The Mona Lisa may be on display at the Louvre, but best of luck appreciating it there. The first obstacle, quite literally, is the crowd that’s always massed around it (or, in the time before social-distancing policies, was always massed around it). Even if you maneuver your way to the front of the camera-phoned throng, the painting itself hangs within a thick glass case — can’t have a repeat of the 1911 theft — and has dimensions in any event much smaller than people tend to imagine. After all, we come to know Leonardo da Vinci’s most famous painting through cultural reference and parody, but also through large-scale reproduction, the better to understand the painstaking and innovative artistic labor that makes the Mona Lisa worth flocking to in the first place.
Still, there are those who come away from the Mona Lisa — assuming they can manage to get back out through the mass of humanity — wondering what all the fuss is about. It was for them, presumably, that curator James Payne chose that painting as the first subject of his Youtube series Great Art Explained.
As he would in his subsequent episodes (such as his three-part series, previously featured here on Open Culture, about Hieronymus Bosch’s The Garden of Earthly Delights), Payne casts off the accumulated historical speculation and other various forms of cultural baggage to find the work’s artistic core. In the case of the Mona Lisa, not just “the greatest psychological portrait ever painted” but “the end product of the greatest inquisitive mind in history,” that still leaves much to discuss.

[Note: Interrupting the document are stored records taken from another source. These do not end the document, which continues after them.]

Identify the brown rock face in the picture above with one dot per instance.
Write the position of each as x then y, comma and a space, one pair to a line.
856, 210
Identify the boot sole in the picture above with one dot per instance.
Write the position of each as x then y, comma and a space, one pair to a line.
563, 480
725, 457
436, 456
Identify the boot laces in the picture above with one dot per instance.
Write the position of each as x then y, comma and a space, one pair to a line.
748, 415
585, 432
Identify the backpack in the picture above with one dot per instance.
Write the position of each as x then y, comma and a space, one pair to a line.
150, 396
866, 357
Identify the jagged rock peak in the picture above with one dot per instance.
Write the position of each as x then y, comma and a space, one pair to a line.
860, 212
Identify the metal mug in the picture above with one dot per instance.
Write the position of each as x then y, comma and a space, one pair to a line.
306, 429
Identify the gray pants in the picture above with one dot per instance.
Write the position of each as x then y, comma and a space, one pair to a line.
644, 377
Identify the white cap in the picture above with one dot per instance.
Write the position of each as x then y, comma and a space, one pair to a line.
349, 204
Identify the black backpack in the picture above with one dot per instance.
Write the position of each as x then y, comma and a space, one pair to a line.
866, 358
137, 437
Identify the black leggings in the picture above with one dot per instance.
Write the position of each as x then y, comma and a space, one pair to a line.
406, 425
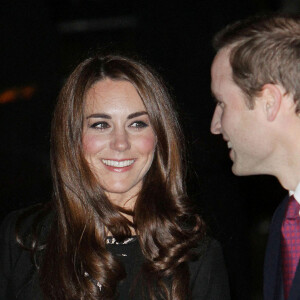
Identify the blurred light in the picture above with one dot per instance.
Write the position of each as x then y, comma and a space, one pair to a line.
17, 93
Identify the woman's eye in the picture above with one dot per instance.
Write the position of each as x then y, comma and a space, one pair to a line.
221, 104
138, 124
100, 125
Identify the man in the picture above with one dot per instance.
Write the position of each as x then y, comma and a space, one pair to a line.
256, 82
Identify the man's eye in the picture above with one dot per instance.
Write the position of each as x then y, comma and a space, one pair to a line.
138, 124
100, 125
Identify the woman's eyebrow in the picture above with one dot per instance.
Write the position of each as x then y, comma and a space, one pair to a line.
103, 116
137, 114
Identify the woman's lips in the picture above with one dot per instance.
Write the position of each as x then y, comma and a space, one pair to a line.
118, 165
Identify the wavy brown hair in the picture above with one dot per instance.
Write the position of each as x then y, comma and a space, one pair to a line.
167, 228
264, 49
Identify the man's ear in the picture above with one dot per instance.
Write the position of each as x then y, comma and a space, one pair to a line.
271, 96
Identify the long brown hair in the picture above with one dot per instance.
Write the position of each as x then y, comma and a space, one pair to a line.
167, 228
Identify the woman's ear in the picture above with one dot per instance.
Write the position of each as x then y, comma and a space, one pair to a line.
271, 95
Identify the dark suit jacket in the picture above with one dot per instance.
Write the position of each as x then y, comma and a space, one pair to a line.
273, 285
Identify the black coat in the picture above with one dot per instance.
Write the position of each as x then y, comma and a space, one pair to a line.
19, 277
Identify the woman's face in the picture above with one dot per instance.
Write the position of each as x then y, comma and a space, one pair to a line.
118, 140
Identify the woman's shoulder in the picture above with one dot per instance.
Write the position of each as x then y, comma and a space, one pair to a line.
208, 250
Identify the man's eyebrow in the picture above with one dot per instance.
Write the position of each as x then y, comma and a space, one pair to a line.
103, 116
137, 114
214, 97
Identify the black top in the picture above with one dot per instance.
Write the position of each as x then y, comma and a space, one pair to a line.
19, 279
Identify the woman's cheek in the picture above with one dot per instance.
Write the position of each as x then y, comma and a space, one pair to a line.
93, 144
146, 144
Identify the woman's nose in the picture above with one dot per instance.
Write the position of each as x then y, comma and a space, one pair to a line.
120, 141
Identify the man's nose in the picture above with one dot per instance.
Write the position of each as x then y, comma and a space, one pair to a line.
215, 126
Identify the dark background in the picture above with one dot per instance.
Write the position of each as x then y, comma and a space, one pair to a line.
41, 42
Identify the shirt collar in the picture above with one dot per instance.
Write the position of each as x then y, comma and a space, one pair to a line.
296, 193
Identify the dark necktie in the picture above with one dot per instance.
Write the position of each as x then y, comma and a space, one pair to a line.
290, 243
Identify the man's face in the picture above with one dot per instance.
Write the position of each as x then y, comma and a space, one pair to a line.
242, 128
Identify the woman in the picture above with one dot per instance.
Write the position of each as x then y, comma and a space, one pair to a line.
121, 226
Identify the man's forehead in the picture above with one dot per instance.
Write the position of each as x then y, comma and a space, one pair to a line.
221, 70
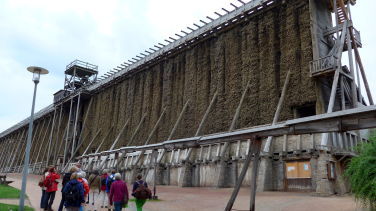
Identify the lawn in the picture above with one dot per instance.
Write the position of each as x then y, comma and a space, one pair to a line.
8, 192
9, 207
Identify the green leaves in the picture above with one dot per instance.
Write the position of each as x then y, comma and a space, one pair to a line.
361, 173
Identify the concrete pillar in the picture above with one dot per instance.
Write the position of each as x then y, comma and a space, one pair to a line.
323, 185
264, 178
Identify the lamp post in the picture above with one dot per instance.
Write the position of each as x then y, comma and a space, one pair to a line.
37, 71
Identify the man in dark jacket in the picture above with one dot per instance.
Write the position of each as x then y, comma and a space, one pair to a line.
66, 179
73, 201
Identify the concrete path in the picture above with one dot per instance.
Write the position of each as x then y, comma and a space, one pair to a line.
210, 199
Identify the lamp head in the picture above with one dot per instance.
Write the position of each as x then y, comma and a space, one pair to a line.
37, 71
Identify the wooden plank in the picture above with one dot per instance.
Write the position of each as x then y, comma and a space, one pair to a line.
178, 120
359, 61
279, 108
205, 117
239, 181
137, 129
50, 138
256, 145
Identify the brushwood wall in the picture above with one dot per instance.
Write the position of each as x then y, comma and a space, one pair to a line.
260, 50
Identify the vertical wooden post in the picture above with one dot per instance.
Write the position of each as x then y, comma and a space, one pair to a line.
137, 129
279, 108
67, 132
254, 151
75, 124
50, 138
203, 120
257, 147
178, 120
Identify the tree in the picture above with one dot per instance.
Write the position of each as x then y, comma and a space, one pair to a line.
361, 173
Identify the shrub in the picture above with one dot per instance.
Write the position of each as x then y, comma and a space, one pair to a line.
361, 173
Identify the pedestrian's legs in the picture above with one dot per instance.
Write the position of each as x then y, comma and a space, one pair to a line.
140, 203
51, 200
61, 206
72, 208
47, 196
118, 206
42, 203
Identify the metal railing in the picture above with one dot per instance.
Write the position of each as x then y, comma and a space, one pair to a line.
323, 65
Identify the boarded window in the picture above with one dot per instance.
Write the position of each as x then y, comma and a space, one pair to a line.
298, 169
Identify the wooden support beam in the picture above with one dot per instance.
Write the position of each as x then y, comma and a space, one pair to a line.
42, 142
120, 133
235, 119
50, 138
67, 164
120, 159
354, 93
75, 125
104, 139
178, 120
205, 117
257, 146
324, 139
359, 61
56, 142
137, 129
251, 152
67, 132
20, 141
77, 113
279, 109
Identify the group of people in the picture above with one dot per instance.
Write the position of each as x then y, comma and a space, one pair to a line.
107, 189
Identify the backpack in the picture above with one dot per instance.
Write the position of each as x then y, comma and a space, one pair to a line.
48, 182
110, 180
103, 181
142, 192
72, 196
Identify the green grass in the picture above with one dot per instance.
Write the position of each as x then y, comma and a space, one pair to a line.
151, 200
9, 207
8, 192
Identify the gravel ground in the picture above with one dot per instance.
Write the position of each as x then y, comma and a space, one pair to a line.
186, 199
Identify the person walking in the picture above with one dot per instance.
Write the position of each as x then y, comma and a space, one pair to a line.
141, 192
118, 193
41, 184
66, 178
83, 181
51, 184
94, 185
103, 194
74, 194
110, 179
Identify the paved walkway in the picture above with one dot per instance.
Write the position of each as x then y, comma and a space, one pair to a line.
210, 199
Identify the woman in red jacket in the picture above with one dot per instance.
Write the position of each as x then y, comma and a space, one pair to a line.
51, 187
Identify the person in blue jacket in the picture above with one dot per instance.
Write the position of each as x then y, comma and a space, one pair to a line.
74, 194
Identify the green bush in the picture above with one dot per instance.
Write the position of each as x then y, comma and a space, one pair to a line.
361, 173
8, 192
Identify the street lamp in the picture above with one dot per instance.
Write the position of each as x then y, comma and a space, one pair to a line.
37, 71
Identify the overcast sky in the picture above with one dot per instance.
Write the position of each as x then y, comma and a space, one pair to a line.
51, 34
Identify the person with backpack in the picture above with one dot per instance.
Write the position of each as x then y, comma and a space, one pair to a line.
74, 194
110, 179
51, 184
95, 185
66, 179
118, 193
41, 184
83, 181
102, 194
141, 192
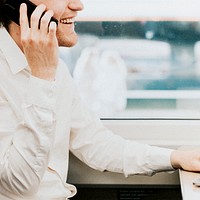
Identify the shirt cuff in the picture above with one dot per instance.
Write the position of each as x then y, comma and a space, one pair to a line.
145, 159
41, 93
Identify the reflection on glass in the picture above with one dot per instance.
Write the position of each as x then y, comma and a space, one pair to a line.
162, 64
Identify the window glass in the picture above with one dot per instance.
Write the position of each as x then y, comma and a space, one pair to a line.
138, 58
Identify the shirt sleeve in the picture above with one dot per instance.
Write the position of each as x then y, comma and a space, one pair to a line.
103, 150
24, 153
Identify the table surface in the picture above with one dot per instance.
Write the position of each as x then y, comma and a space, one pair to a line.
188, 189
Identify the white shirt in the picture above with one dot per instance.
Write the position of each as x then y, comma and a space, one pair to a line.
41, 121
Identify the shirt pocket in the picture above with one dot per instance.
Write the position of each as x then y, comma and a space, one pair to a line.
8, 119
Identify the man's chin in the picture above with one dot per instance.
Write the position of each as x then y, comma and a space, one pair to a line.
68, 42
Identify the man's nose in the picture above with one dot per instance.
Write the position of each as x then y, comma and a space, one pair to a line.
76, 5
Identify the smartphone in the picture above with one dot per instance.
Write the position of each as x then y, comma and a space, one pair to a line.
12, 9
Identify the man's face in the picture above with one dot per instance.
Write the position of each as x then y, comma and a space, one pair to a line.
64, 11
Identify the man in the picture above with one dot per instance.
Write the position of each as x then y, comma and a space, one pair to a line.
42, 116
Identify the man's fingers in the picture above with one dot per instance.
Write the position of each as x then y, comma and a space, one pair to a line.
52, 30
36, 16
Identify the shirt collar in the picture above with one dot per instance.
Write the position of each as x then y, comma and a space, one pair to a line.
13, 54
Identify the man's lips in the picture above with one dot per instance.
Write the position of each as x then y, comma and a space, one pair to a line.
67, 20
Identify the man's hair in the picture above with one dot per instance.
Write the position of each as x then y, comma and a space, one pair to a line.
4, 17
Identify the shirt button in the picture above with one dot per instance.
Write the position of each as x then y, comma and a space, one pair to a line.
50, 95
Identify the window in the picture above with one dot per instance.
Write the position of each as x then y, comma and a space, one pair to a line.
139, 58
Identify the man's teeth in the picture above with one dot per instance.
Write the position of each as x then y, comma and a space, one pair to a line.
67, 21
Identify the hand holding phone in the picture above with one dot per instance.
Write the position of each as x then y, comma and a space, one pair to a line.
12, 9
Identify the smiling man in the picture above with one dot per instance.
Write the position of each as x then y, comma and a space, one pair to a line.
42, 117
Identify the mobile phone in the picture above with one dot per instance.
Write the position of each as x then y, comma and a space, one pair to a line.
12, 9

In under fifteen minutes, Payne explains a host of the techniques Leonardo employed in painting the Mona Lisa that no artist of his time and place had used before — and indeed, that in some cases no other artists mastered until long thereafter. These include working on top of an under-layer of white paint that appears to be “lighting Mona Lisa from within,” stripping his subject of “all the usual high-status symbols” usually seen in aristocratic portraiture, depicting her at three-quarters length rather than in full frame, making the background fade into the distance while also suggesting motion, and combining the techniques of low-contrast sfumato and high-contrast chiaroscuro. And only a painter with Leonardo’s anatomical knowledge could have executed that famously subtle smile, which appears and vanishes again depending on which part of the Mona Lisa we look at — no matter whether we’re doing it at the Louvre or on Youtube.
Related Content:
Did Leonardo da Vinci Paint a First Mona Lisa Before The Mona Lisa?
Original Portrait of the Mona Lisa Found Beneath the Paint Layers of da Vinci’s Masterpiece
When Pablo Picasso and Guillaume Apollinaire Were Accused of Stealing the Mona Lisa (1911)
Based in Seoul, Colin Marshall writes and broadcasts on cities, language, and culture. His projects include the Substack newsletter Books on Cities, the book The Stateless City: a Walk through 21st-Century Los Angeles and the video series The City in Cinema. Follow him on Twitter at @colinmarshall or on Facebook.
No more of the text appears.